“As exportações do agro cresceram 10% no primeiro semestre, em relação ao mesmo período de 2019, e totalizaram U$ 61 bilhões. O Brasil é o celeiro do mundo. Alimentamos nossos 212 milhões de habitantes e exportamos para alimentar mais de 1 bilhão de pessoas no mundo.”
Em entrevista exclusiva para o portal Agro Floresta Amazônia, a ministra da Agricultura, Pecuária e Abastecimento (Mapa), Tereza Cristina, fala sobre a importância do agronegócio para a economia e abastecimento do país, como o setor tem reagido à crise do novo Coronavírus e os incentivos que o Governo Federal tem oferecido aos pequenos e médios agricultores, investimentos em inovação tecnológica, sustentabilidade, agricultura digital e preservação ambiental da Amazônia.
Portal Agro Floresta Amazônia – Estamos começando a sair de uma crise epidêmica que gerou desemprego e prejudicou nossa economia. Em entrevista recente, a senhora afirmou que muitos vilanizam a agropecuária. Por que isso acontece e qual a importância do agronegócio para o Brasil?
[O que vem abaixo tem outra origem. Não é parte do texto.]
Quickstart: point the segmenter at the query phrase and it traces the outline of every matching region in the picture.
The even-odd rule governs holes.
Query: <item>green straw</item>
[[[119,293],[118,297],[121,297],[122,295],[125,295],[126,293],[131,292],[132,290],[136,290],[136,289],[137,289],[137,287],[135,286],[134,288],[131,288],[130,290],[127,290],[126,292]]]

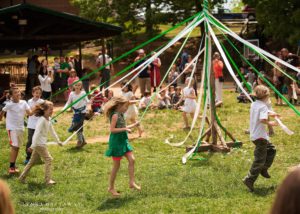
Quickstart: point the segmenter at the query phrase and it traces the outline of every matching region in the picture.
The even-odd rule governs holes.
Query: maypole
[[[217,116],[216,113],[216,102],[215,102],[215,77],[214,72],[212,71],[212,35],[209,30],[209,5],[208,0],[204,0],[203,4],[203,14],[205,17],[204,21],[204,39],[205,39],[205,58],[204,58],[204,70],[206,81],[209,81],[208,85],[208,94],[209,96],[209,103],[210,103],[210,119],[207,117],[205,118],[208,129],[202,136],[199,136],[199,141],[196,142],[196,149],[195,146],[187,147],[187,152],[194,150],[194,152],[203,152],[203,151],[214,151],[214,152],[229,152],[230,147],[234,146],[241,146],[242,143],[238,142],[231,133],[228,132],[226,128],[224,128]],[[206,90],[206,89],[205,89]],[[208,108],[205,106],[204,108]],[[203,115],[203,117],[206,117]],[[231,138],[231,142],[226,142],[222,131],[225,132],[225,136],[229,136]],[[202,141],[204,139],[204,141]]]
Ministra Tereza Cristina – Essa é uma postura difícil de compreender por parte talvez de uma pequena parte da sociedade exatamente porque os fatos comprovam outra realidade. Com safra recorde de grãos e aumento nas exportações, o agronegócio brasileiro foi essencial para segurar a atividade econômica e o abastecimento desde o início da pandemia do Coronavírus.
Foi e é gerador de riquezas para o mercado interno, para as exportações e para o emprego. O agro brasileiro não deixou de empregar. Alguns setores até aumentaram o emprego durante este período difícil da pandemia.
As exportações do agro cresceram 10% no primeiro semestre, em relação ao mesmo período de 2019, e totalizaram U$ 61 bilhões. O Brasil é o celeiro do mundo. Alimentamos nossos 212 milhões de habitantes e exportamos para alimentar mais de 1 bilhão de pessoas no mundo.
A abertura de novos mercados foi imprescindível para manter o crescimento das vendas externas e diversificar a pauta, reduzindo a dependência da soja e das carnes. O Brasil passou a exportar alimentos para 50 novos mercados apenas em 2020 como resultado de negociações com parceiros comerciais. Desde 2019, já são mais de 80 novos mercados abertos para o agronegócio brasileiro.
Entre os produtos que passaram a ser exportados, estão laticínios (queijo, iogurte e leite em pó) para a China, castanha de baru e chá-mate para a Coreia do Sul, peixes para a Argentina, castanha para a Arábia Saudita e gergelim para a Índia.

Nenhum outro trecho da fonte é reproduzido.